Early years boys are far more likely to be physically affectionate with one another - touching one another's faces and blowing kisses - than girls of the same age, according to new research.

Andolie Marguerite of London's Goldsmiths College found that five-year-old boys used playful hugging, kissing and fighting in the same way that their older counterparts might play-fight to reinforce locker-room maleness.

Miss Marguerite studied four reception classes in two schools, observing pupils' physical interaction with one another and with their teachers.

She found that boys were far more likely than girls to make physical contact with one another. They also had a broader repertoire of touch incorporating hugging, kissing, pushing and poking.

"Boys were much more physically affectionate with each other, often touching others' heads or faces," she said.

"Several pairs of boys would put their faces close to each other and blow kisses. The carpeted area in class was used by some boys for touching games and play-fighting."

This behaviour was repeated frequently and was not remarked on by other children.

Girls, meanwhile, were more likely to look and smile at one another than boys. The only physical affection that girls showed was the occasional semi-parental hug.

Miss Marguerite noticed similar behaviour when pupils lined up to move from one part of the school to another. "While waiting, children would touch each other, often affectionately," she said. "But this sometimes became poking or slapping. Pairs of boys would often gently touch each other."

Girls, by contrast, would lean against one another rather than actively touching.

Body language was also used by pupils to mark them out as either definitively male or female. So when Calvin, a tall, muscular, shaven- headed boy, was on his own, he happily donned a pair of butterfly wings and danced delicately for Miss Marguerite. But as soon as other pupils joined in, he began to incorporate kicks and displays of strength into his dance.

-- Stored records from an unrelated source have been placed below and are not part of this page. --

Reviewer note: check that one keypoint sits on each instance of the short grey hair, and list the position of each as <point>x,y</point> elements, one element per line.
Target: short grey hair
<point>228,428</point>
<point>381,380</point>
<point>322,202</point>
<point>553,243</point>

Physical contact between pupils and adults was strictly regulated by the school, and pupils were not expected to touch teachers. However, both boys and girls used touch to establish relationships with adults.

So when the trainee headteacher was reading to pupils, many girls crept up to her and touched her tights. "I thought perhaps her tights were particularly smooth or sparkly," said Miss Marguerite. "But I feel now that it is part of a culture of physicality where touch signifies or establishes a relationship."

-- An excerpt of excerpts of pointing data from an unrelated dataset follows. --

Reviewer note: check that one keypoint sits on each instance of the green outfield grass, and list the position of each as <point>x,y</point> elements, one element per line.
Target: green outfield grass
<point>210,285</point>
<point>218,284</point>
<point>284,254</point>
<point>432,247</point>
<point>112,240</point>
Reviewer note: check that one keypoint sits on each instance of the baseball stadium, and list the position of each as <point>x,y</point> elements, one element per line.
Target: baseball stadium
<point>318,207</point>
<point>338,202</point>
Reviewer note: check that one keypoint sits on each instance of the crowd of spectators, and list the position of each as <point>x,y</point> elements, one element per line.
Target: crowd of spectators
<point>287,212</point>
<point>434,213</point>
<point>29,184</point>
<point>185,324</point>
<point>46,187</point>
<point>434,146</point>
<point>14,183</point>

Similarly, two boys approached Miss Marguerite and touched her shoes. Again, she concluded that this was an attempt to establish a relationship through touch.

"The use of the body through the processes of touch and body positioning felt strongly as if they were part of a process of creating sameness and difference between the children," she said.

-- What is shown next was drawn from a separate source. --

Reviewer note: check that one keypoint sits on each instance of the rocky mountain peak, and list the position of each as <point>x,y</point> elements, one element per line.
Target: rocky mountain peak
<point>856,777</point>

"I was struck by the power of touch and body position to evoke a sense of identity."


- Boys showed a wider range of physical interactions than girls, from poking and pushing to hugging and kissing.

- Boys were often tactile with one another's heads or faces or blew kisses.

- Girls tended to be more parental than boys - for example, putting their arms around their friends.

- Behaviour was often dictated by the presence of peers of the same sex: boys would be less likely to act in a delicate, "girly" manner with other boys present.

- In queues, boys would move their friends so that they were aligned with the pupils in front of them.

- Pupils of both sexes tended to touch the feet, shoes or ankles of adults as a way of establishing a relationship.